Tuning Spin Current Injection at Ferromagnet/Non-Magnet Interfaces by Molecular Design

TL;DR

This study demonstrates that molecular design of organic semiconductors can systematically tune spin injection efficiency and spin diffusion length at ferromagnet/non-magnet interfaces, advancing organic spintronics.

Contribution

It introduces a method to control spin injection and diffusion in organic semiconductors through molecular and interfacial engineering.

Findings

Spin injection efficiency is tunable via molecular structure.

Spin diffusion length can be adjusted by side chain substitution.

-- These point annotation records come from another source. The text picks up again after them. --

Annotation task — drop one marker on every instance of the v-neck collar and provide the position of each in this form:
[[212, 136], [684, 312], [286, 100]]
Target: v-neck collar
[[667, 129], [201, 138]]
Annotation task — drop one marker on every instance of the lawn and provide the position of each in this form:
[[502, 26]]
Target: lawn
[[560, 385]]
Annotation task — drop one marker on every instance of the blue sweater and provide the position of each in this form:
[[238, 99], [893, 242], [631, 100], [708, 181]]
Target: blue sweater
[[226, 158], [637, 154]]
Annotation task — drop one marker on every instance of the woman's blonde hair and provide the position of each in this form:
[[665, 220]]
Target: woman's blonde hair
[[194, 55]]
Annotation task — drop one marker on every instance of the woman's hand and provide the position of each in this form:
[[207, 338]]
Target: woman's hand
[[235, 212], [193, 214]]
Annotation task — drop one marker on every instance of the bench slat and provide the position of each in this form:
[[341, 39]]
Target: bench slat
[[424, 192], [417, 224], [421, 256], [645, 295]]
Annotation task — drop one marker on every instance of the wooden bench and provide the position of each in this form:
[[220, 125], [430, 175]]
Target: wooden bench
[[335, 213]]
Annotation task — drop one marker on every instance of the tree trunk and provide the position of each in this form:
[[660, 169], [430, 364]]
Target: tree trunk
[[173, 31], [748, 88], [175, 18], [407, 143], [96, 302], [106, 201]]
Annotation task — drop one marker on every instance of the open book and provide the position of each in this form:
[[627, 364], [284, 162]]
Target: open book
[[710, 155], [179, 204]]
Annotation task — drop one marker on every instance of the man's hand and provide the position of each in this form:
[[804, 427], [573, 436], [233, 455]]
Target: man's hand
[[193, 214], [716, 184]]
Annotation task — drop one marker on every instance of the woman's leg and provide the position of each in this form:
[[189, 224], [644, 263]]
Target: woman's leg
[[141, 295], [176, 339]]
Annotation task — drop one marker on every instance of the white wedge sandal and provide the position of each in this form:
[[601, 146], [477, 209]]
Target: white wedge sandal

Interfacial properties critically affect spin transport.

Abstract

There is a growing interest in utilizing the distinctive material properties of organic semiconductors for spintronic applications. Here, we explore injection of pure spin current from Permalloy into a small molecule system based on dinaphtho[2,3-b:2,3-f]thieno[3,2-b]thiophene (DNTT) at ferromagnetic resonance. The unique tunability of organic materials by molecular design allows us to study the impact of interfacial properties on the spin injection efficiency systematically. We show that both, spin injection efficiency at the interface as well as the spin diffusion length can be tuned sensitively by the interfacial molecular structure and side chain substitution of the molecule.